---
slug: stop-letting-ai-drain-databento-credits
title: Stop Letting AI Drain Your Databento Credits
authors: [Cruz]
tags: [databento, backtesting, algorithmic-trading, tutorial, automated-trading]
date: 2026-04-26
description: A practical guide to keeping AI coding assistants from burning through your Databento credits. Pull data once, save locally, and iterate forever.
---

# Stop Letting AI Drain Your Databento Credits

Now more than ever, AI coding assistants like Claude and ChatGPT have made it possible for traders with zero coding experience to build and backtest trading strategies. But there's a hidden cost that nobody talks about: every time your AI iterates on a strategy, it might be pulling fresh market data from Databento's API — and each pull costs real money.

I've personally burned through hundreds of dollars in a single weekend of backtesting, when the data itself should have cost less than $5. The problem isn't Databento's pricing. The problem is that AI is doing exactly what you asked it to do with no regard to cost. Databento gives new users **$125 in free credits** for historical data — this guide will help you make those credits last.

<!--truncate-->

---

## Who Is This For?

- Traders using AI assistants (Claude, ChatGPT, etc.) to build and test strategies
- Beginners who are new to coding and rely on AI to write their scripts
- Anyone on Databento's usage-based (pay-as-you-go) pricing for historical data
- Traders who are trying to maximize their trial credits from Databento
- Developers who want a reusable prompt template for working with Databento's API

---

## The Problem: What Typically Happens

1. You open your favorite AI in the browser
2. You ask it to build a backtest for an ES futures strategy
3. Claude writes Python code that calls `client.timeseries.get_range()` to pull historical data from Databento
4. AI runs the backtest and shows you the results
5. You don't like the results, so you ask for a different strategy
6. AI writes **new** code that pulls the **same data** from Databento again
7. You change the timeframe → AI pulls the data **again**
8. You add a volume filter → AI pulls the data **again**

**Every single iteration is a fresh API call. Every API call costs money.**

> **Real example:** Pulling one day of ES futures Trades data from Databento costs approximately $0.40–$2.00 depending on the schema and date range. That sounds cheap — but if you iterate 20 times in an afternoon (which is totally normal when developing a strategy), you've spent $8–$40 on data you only needed to buy once.

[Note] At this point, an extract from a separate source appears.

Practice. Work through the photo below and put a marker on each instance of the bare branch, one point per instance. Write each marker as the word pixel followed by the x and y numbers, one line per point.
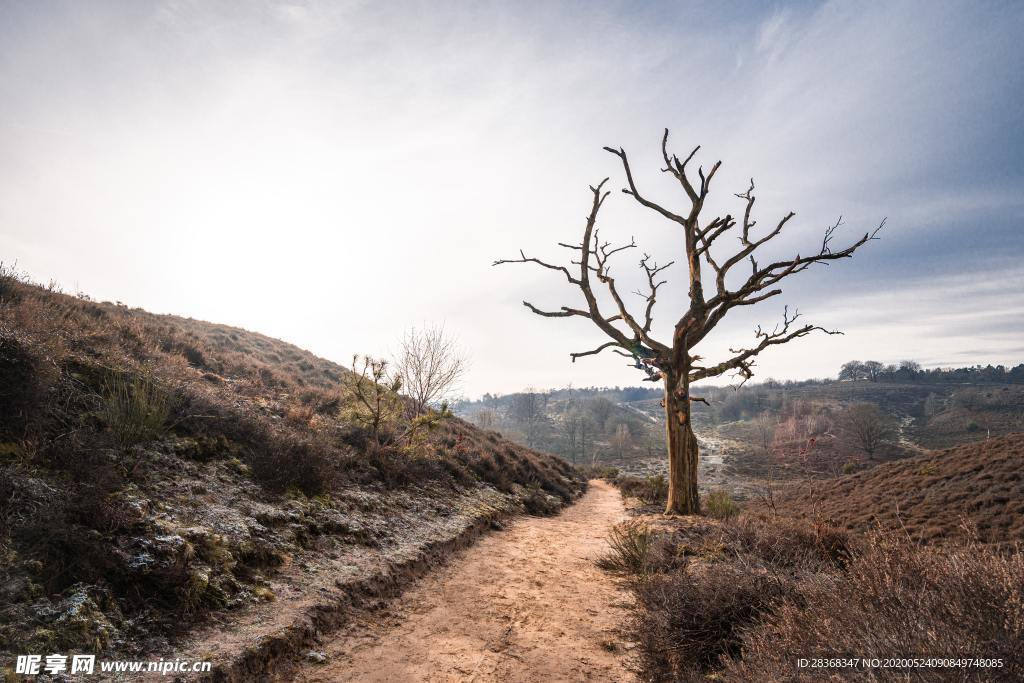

Scale that up to a week of data using a more detailed schema like MBP-1, and suddenly you're looking at **$50–$200+ for a single afternoon of experimentation**.

---

## Why AI Does This

This isn't the AI's fault, exactly. AI coding assistants don't have memory between responses in most setups, and they aren't tracking which data you've already pulled. Each time you ask for a new strategy or modification, the AI starts fresh — so it does the "safe" thing and pulls the data again.

The AI also doesn't know:

- That Databento charges per API call on usage-based plans
- That `metadata.get_cost` exists to preview costs before pulling
- Which schema is the most cost-efficient for your use case
- That you can save data locally and reuse it forever

**You don't know what you don't know. And neither does the AI, unless you tell it.**

---

## The Solution: Pull Once, Iterate Forever

The fix is simple:

1. Pull your data once and save it as a local file (CSV or Parquet)
2. Every iteration after that reads from the local file — never touching the API again
3. Split your data into in-sample and out-of-sample sets for proper validation
4. Only call the API again when you need genuinely different data (different date range, symbol, or schema)

---

## Step 1: Know What You Need BEFORE You Pull

Before making any API call, answer these questions:

- What symbol(s) do I need?
- What date range covers enough history for my strategy?
- What schema matches my actual strategy requirements?

### Schema Selection Guide

**Use the least detailed schema that gets the job done.** If you're building a simple moving average crossover, you do NOT need full order book data. `ohlcv-1d` or `ohlcv-1m` will do just fine at a fraction of the cost.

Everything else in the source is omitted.